William Blair analyst Anil Doradla weighed in today with his views on Qualcomm Inc (NASDAQ:QCOM), after the company reported its fiscal second-quarter financial results, posting revenue of $6.89 billion (up 8% year-over-year) that was roughly $75 million above consensus. However, the company also reported significantly worse-than-expected guidance, commanding a nearly $1 billion guidance reduction for the full fiscal year.
Doradla wrote, “While our research highlighted incremental weakness in the chipset business heading into the quarter, the magnitude of the company’s guidance reset caught us by surprise. As highlighted above, loss of share at Samsung combined with Apple’s stronger performance and delayed launches at other ODMs were some of the main reasons for the shortfall.

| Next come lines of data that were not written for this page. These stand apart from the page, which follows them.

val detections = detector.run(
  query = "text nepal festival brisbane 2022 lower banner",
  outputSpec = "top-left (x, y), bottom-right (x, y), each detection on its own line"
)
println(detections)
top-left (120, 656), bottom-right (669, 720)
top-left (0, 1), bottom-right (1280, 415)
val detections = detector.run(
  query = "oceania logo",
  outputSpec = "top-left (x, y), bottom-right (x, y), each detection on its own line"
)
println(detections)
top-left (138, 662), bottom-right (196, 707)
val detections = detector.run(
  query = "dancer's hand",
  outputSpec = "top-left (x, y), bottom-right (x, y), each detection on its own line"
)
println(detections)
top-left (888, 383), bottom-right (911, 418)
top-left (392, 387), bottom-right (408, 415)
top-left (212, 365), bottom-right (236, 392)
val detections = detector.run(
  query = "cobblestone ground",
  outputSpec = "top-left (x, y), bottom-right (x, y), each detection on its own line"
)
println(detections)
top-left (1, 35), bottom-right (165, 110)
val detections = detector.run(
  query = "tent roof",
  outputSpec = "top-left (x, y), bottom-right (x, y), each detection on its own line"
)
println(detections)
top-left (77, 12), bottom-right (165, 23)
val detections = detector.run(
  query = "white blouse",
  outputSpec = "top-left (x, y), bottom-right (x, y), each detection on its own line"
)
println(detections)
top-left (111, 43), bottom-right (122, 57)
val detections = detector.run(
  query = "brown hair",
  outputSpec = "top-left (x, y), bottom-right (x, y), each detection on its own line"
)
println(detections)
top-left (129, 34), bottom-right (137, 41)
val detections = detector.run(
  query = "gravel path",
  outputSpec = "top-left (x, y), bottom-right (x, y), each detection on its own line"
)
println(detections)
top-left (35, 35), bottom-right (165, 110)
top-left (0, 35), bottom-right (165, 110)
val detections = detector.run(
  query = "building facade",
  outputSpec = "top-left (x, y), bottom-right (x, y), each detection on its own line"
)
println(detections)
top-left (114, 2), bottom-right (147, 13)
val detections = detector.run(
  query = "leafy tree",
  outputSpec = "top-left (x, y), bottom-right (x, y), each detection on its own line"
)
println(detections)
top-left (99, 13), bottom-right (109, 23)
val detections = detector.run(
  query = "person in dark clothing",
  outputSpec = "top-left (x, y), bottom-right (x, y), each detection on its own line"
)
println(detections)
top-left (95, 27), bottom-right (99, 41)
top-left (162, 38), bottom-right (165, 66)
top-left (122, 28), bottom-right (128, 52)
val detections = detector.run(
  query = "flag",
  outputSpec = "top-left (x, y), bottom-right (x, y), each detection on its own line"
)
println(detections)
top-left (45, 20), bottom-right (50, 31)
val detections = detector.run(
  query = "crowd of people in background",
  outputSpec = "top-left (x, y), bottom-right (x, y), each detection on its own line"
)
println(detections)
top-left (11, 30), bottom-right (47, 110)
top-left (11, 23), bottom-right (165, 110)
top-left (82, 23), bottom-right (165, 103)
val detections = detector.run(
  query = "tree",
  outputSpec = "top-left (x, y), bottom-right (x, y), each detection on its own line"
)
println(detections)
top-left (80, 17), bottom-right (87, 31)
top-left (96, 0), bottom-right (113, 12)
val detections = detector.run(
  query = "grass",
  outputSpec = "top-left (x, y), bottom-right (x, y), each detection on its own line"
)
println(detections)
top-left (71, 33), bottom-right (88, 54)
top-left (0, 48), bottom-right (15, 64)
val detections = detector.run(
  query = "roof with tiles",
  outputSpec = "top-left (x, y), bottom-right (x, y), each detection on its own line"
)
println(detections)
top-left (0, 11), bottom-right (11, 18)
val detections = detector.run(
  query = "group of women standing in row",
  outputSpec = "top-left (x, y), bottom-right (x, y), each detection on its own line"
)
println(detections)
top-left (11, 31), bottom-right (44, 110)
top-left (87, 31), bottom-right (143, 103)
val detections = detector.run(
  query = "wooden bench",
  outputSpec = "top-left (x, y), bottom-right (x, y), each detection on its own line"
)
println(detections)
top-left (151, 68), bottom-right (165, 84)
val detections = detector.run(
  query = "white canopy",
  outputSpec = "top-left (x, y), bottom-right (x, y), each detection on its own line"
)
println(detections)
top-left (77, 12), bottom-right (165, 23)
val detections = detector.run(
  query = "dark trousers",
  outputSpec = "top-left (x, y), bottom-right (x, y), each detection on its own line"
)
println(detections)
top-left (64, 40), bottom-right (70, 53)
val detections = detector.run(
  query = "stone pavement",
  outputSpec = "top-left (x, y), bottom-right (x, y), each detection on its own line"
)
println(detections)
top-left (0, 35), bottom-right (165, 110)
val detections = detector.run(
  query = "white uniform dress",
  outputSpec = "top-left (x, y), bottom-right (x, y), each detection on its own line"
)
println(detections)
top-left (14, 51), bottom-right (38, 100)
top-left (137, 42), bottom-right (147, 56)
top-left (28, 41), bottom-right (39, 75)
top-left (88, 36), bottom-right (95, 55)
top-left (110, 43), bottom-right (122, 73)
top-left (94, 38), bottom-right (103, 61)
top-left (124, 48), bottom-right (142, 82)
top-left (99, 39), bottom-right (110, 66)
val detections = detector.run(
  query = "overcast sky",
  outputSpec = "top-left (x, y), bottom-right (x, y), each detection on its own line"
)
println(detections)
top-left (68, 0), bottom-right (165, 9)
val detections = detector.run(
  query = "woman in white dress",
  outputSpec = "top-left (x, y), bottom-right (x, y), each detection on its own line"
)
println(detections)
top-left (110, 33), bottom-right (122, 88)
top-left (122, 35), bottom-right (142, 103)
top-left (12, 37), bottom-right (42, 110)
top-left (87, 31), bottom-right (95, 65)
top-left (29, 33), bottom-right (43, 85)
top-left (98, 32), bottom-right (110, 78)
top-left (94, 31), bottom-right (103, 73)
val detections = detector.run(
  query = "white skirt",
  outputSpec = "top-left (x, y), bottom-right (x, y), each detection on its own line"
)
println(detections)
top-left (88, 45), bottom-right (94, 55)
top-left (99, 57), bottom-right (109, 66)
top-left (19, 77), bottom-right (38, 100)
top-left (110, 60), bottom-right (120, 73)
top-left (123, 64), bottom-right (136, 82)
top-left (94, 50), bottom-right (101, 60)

Despite the company’s fundamentals appearing weaker on the fringes, we continue to like the stock for its capital return opportunities.”
“The company’s aggressive operating expense cuts (management will provide more color during June quarter results), along with the eventual ramp up at delayed ODMs and the optionality of being designed back into Samsung (especially with Qualcomm moving its foundry relationship to Samsung) give us reasons to have an upward bias to the stock.”, the analyst added.
The analyst maintained an Outperform rating on QCOM, without providing a price target.
According to TipRanks.com, which measures analysts’ and bloggers’ success rate based on how their calls perform, analyst Anil Doradla has a total average return of 14.7% and a 70.0% success rate. Doradla has a -2.6% average return when recommending QCOM, and is ranked #663 out of 3577 analysts.